早いもので2023年も半分が経過した。筆者は年頭に「2023年の経済展望」と題して、高進した物価上昇率はどのような形で生じたのかを議論しつつ、内外経済のポイントについてまとめている。本稿では、「2023年の経済展望」でまとめた内容をアップデートしつつ、年後半の経済動向をみる上でのポイントについて検討することにしたい。

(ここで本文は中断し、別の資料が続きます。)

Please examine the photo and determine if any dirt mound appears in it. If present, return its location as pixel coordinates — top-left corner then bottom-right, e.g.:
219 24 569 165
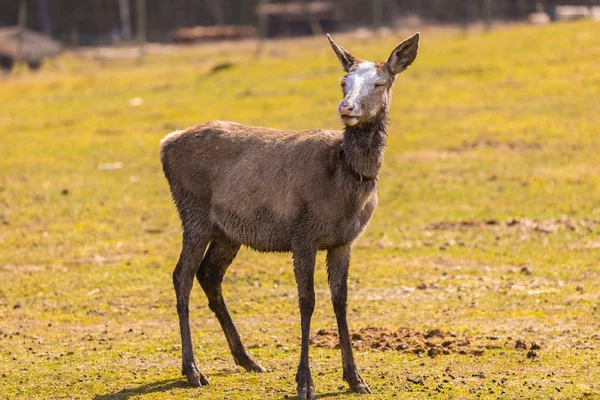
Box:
429 217 600 233
311 326 484 357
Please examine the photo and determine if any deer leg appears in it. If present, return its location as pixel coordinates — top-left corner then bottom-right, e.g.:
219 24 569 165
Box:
327 245 371 394
196 235 266 372
173 233 209 387
292 246 317 400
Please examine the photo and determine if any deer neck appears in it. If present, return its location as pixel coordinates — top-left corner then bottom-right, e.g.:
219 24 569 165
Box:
341 110 388 181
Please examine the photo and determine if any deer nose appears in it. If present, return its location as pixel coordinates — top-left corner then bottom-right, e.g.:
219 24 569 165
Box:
338 103 354 115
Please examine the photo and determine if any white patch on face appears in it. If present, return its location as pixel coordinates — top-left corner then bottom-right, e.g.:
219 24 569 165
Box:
344 61 381 115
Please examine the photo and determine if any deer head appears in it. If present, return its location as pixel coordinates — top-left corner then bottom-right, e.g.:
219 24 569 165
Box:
327 33 419 126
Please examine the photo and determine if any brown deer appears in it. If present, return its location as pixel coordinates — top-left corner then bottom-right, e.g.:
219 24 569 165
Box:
160 33 419 399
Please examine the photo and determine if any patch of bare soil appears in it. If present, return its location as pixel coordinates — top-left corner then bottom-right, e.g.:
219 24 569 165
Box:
448 139 542 152
311 326 485 357
429 217 600 233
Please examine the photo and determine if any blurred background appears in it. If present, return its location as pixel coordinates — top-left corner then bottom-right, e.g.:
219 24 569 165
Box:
0 0 600 70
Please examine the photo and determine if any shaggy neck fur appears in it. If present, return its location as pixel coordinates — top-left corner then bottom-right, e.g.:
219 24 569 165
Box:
342 109 389 179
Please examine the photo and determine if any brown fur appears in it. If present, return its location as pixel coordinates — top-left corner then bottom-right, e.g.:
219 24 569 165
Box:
160 32 418 399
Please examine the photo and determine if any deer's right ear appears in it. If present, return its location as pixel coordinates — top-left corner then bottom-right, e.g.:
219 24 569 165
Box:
327 33 358 72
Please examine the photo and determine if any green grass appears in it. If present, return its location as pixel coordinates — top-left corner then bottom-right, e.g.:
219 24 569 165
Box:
0 22 600 399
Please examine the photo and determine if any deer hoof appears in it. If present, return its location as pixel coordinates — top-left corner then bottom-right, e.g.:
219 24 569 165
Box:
296 371 315 400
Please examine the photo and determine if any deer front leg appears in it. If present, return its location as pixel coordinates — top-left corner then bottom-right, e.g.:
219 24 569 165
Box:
292 245 317 400
327 245 371 394
173 234 209 386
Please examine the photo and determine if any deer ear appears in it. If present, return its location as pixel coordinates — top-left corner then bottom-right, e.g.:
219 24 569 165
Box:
327 34 358 72
386 32 419 74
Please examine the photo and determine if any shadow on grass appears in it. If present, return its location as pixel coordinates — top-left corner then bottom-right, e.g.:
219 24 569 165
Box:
94 379 352 400
94 379 198 400
281 390 354 400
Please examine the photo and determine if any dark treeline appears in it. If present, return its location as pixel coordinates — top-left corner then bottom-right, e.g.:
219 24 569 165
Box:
0 0 597 44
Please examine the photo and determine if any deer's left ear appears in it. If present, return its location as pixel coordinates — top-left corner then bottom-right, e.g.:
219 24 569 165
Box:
386 32 419 74
327 33 358 72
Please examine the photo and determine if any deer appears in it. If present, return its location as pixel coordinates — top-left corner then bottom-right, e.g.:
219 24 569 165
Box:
160 33 419 400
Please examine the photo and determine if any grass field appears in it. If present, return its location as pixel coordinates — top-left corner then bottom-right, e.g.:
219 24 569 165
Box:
0 22 600 399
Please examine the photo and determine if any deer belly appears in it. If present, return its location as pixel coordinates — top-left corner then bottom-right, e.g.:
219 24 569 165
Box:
211 206 292 252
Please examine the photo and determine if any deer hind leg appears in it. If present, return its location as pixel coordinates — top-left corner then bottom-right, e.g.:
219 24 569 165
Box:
196 233 266 372
173 225 209 386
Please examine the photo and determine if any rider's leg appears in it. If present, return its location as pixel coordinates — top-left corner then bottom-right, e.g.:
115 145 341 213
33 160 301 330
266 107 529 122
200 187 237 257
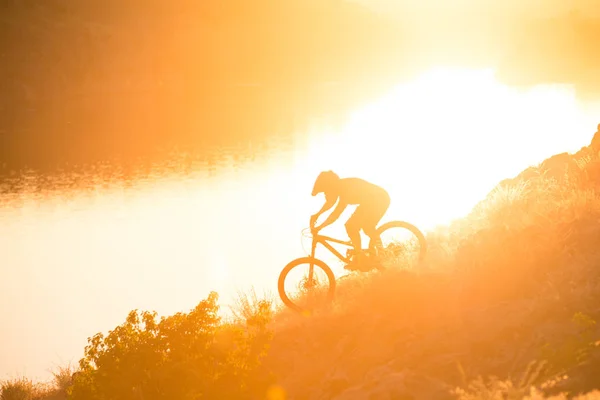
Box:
363 193 390 245
345 212 362 254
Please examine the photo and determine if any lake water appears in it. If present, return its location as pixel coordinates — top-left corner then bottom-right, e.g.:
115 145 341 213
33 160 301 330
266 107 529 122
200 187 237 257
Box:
0 70 600 378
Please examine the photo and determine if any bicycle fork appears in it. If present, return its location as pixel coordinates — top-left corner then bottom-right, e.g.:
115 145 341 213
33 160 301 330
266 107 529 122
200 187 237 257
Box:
307 240 317 287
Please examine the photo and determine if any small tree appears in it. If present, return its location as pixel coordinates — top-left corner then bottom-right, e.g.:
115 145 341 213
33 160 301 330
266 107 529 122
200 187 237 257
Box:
70 292 270 400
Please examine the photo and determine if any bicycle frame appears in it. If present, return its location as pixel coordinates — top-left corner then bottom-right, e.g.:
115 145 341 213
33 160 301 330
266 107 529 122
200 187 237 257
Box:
310 234 353 263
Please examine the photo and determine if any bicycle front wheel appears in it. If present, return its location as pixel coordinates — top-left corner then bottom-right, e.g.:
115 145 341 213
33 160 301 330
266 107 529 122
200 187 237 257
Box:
277 257 335 313
369 221 427 268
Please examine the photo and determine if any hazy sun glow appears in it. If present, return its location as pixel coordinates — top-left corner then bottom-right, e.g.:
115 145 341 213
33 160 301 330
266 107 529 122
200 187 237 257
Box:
0 68 599 382
303 68 597 234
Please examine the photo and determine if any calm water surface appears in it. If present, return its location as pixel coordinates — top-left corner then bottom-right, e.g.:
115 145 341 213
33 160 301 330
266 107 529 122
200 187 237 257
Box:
0 69 600 378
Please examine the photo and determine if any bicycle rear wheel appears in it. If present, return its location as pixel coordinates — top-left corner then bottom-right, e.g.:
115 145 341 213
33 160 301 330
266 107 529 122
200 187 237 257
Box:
277 257 335 313
369 221 427 268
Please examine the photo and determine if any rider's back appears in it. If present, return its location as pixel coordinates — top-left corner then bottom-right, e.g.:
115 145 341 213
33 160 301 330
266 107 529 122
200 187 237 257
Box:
337 178 388 204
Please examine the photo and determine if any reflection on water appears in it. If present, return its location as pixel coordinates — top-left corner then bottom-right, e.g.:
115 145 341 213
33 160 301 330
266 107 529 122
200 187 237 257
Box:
0 67 598 376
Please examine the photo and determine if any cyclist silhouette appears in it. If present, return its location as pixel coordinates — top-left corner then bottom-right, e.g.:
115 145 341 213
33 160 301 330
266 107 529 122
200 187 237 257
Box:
310 171 390 270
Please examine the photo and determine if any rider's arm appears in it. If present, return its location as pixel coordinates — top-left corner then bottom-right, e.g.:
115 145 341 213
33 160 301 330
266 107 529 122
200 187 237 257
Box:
315 198 348 231
311 193 337 225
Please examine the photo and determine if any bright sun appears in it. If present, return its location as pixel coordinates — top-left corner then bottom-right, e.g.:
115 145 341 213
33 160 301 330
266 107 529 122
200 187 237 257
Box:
298 68 597 229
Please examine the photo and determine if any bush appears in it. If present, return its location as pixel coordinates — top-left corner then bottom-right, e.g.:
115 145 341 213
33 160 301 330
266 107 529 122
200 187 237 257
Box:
70 292 271 400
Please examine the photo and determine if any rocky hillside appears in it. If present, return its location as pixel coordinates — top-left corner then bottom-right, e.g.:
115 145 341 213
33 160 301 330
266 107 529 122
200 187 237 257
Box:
0 133 600 400
260 133 600 400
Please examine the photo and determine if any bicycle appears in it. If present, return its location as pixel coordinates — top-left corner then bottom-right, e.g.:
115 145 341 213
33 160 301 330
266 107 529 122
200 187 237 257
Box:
277 221 427 313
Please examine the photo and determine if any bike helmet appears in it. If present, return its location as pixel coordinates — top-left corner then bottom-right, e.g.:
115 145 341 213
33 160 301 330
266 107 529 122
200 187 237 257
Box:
312 171 340 196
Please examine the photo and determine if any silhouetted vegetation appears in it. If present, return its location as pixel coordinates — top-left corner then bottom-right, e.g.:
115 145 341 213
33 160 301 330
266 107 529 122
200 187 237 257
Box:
5 134 600 400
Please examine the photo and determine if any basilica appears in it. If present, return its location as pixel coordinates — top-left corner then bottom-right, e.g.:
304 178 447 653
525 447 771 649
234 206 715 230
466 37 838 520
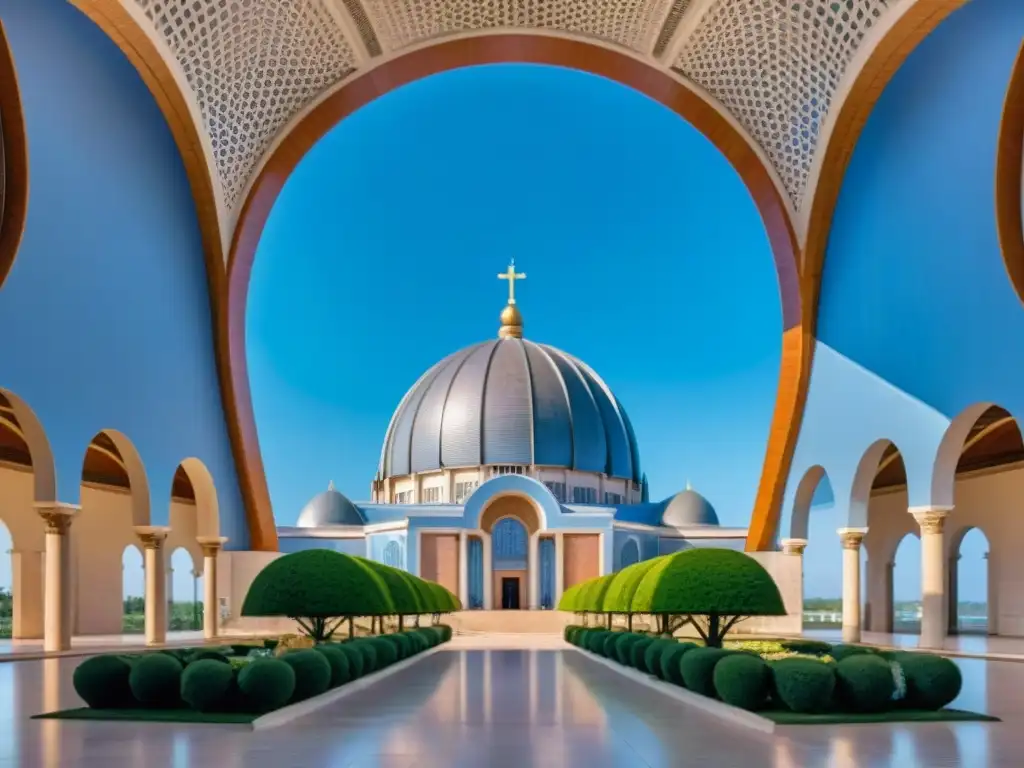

議論を始めるにあたり、足元の物価上昇率の推移を確認しておこう。図表1は日・米・ユーロ圏の物価上昇率(消費者物価指数前年比)の推移をみている。
米・ユーロ圏の物価上昇率は、全ての品目を含むベースで、米国の場合は2022年6月に9.1%、ユーロ圏の場合は2022年10月に10.7%とピークを付けたのち、2023年5月には米国は4.0%、ユーロ圏は6.1%へと伸びを弱めている。ただし、こうした物価上昇率の弱まりにはエネルギー価格の低下が大きく影響している。食料・エネルギーを除いたベースの物価上昇率の動きをみると、米国は2022年9月に6.6%とピークを付けたのち、2023年5月に5.3%となったものの、全ての品目を含むベースと比べると物価上昇率の低下度合いは緩やかである。ユーロ圏の場合は2023年4月に食料・エネルギーを除いた物価上昇率は5.7%とピークを付けたが、2023年5月の値は5.3%と高止まりしている。米国・ユーロ圏のインフレ率の低下は食料・エネルギー価格の低下がメインであって、総需要と総供給の状況により大きく依存する食料・エネルギーを除いた物価上昇率は依然として高止まりしていることを押さえておくべきだろう。